31 August 2004

Inquiry sliced as ALP abandons ship

Labor has executed an early campaign backflip and will not subpoena ministerial aides to appear before a new inquiry into the children overboard affair.

The decision for only an abbreviated, one-day inquiry into the saga before polling day came after the Opposition Leader, Mark Latham, had said days earlier that he favoured forcing aides to be scrutinised. The inquiry will also report after ballots are cast, and further witnesses may be called after the election.

The former Defence adviser Mike Scrafton is likely to appear as early as tomorrow and expand on his allegation that the Prime Minister, John Howard, lied and knew that there was no evidence to back his claims during the last election campaign that asylum seekers threw their children into the sea.

The senior military officers who supported Mr Scrafton's claim, Major-General Roger Powell and Commander Mike Noonan, may also be called, but the intention was for the newly convened inquiry to run for just one day.
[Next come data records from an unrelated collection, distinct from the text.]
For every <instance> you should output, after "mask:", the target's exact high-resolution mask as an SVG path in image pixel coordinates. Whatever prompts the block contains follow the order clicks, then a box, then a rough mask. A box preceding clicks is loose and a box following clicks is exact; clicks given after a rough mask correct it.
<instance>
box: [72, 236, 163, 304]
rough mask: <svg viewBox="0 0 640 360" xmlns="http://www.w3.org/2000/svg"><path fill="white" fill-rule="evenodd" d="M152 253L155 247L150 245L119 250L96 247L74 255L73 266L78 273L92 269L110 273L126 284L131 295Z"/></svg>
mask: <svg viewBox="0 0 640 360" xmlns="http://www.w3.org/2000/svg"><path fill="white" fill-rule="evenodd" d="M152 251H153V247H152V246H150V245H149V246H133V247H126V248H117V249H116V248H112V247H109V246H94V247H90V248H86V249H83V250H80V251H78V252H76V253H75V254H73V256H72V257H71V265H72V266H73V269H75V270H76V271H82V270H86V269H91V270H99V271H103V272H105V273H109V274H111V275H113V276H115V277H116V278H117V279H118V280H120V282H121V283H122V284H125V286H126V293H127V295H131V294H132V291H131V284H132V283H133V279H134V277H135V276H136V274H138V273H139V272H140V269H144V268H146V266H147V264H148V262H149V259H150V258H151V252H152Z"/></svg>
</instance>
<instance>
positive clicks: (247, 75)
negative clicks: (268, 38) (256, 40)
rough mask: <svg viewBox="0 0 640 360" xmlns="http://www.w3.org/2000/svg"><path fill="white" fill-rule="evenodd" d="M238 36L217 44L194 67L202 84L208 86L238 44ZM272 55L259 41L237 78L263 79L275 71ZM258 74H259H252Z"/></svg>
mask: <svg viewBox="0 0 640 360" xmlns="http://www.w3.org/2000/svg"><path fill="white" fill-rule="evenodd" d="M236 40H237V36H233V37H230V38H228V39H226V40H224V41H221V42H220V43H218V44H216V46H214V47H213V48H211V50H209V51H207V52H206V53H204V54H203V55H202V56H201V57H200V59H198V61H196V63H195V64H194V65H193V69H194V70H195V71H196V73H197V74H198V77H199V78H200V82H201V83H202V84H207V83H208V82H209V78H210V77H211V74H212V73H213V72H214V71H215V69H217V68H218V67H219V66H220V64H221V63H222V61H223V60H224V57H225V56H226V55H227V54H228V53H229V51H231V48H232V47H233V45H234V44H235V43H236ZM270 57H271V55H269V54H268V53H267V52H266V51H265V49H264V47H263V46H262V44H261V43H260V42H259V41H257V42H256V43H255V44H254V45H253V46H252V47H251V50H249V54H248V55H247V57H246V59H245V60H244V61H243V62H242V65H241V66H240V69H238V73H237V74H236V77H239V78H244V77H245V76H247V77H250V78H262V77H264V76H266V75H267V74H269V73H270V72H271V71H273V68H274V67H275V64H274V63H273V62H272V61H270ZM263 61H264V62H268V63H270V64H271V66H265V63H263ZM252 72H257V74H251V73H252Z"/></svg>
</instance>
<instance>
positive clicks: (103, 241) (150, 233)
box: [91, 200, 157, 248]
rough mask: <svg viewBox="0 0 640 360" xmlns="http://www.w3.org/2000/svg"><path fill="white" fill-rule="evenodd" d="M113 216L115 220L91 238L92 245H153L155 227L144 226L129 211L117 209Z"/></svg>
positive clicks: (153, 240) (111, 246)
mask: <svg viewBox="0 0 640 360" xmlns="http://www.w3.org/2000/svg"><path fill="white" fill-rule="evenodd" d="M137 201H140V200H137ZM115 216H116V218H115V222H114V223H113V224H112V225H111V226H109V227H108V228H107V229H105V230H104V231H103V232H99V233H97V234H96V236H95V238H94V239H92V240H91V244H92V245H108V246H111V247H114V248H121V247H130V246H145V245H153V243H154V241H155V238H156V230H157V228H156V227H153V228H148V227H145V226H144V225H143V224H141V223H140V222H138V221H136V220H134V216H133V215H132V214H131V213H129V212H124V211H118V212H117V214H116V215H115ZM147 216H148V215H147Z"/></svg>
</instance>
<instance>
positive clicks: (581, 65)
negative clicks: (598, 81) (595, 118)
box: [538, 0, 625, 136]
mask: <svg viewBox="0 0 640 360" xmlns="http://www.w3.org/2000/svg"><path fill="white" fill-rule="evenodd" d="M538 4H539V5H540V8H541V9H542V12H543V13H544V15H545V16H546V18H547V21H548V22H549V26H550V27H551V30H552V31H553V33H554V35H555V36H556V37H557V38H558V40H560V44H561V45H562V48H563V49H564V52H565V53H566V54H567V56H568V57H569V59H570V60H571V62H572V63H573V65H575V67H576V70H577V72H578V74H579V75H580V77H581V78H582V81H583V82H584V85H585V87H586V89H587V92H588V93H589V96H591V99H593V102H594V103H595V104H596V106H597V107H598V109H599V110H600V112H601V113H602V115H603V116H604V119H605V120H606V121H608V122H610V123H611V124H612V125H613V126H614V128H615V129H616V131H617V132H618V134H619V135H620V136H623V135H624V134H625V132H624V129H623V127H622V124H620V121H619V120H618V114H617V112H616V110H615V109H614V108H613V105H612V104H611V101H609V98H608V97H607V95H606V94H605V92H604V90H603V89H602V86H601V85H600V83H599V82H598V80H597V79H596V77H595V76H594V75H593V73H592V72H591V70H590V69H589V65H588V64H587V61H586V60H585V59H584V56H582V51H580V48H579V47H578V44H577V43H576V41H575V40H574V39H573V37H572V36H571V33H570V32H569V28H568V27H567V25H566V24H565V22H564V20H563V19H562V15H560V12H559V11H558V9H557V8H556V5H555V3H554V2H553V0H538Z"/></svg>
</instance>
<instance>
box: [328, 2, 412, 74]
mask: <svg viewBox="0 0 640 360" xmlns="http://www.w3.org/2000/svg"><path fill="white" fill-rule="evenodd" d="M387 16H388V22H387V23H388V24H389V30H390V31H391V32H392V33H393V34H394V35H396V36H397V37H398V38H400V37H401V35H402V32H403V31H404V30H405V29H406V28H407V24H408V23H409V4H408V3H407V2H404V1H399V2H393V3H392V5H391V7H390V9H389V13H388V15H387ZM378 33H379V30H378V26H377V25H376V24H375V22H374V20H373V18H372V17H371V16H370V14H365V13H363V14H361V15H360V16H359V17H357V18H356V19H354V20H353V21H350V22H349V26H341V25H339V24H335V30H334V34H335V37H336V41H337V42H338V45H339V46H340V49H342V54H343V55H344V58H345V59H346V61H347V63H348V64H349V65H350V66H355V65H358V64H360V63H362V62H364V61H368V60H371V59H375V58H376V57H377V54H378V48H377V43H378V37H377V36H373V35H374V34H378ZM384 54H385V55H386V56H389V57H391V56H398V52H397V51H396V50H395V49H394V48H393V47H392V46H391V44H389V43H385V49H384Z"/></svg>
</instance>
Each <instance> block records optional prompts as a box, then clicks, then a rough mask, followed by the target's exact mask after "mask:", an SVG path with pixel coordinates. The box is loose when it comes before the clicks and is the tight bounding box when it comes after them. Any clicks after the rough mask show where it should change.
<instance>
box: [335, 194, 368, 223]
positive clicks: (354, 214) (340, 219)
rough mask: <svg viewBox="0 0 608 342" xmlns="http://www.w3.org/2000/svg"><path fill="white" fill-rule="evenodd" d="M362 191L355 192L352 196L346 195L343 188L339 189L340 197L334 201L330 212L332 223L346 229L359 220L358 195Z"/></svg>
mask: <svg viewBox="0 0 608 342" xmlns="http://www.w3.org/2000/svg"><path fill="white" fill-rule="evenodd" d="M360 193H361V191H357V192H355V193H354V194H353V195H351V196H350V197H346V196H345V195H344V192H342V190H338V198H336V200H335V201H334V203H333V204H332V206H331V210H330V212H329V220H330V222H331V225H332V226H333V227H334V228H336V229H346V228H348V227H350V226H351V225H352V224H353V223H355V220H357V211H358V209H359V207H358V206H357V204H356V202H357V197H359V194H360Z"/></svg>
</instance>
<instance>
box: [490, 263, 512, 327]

While there were plenty of brickbats slung at the Government benches in a rowdy question time yesterday, the decision by Opposition senators means that the public may be denied the full facts on the children overboard affair before they vote.

Labor also declined to subpoena witnesses during the first children overboard inquiry, including Mr Scrafton.

The Government and other critics said it had shied away from taking this step so it could hide its own "dirty laundry" should it form government.

Key figures in the saga yet to be questioned include Miles Jordana, the Prime Minister's then adviser, Ross Hampton, the press secretary for the former defence minister Peter Reith, and Peter Hendy, Mr Reith's chief-of-staff.

Mr Scrafton also worked as an adviser to Mr Reith.

Sacrificing scrutiny for the need to get out on the campaign trail, senators have handed Mr Howard his first big tactical coup of the campaign.


Really, really bad call. Without any examination of the ministerial advisers involved in the truth overboard matter the credibility of the Senate committee will be about zero. This probably throws away Labor's chance of seizing the initiative at the campaign's outset. A cynic might think one motive is Labor's anxiety about the calling of ministerial advisers in a prospective Labor government.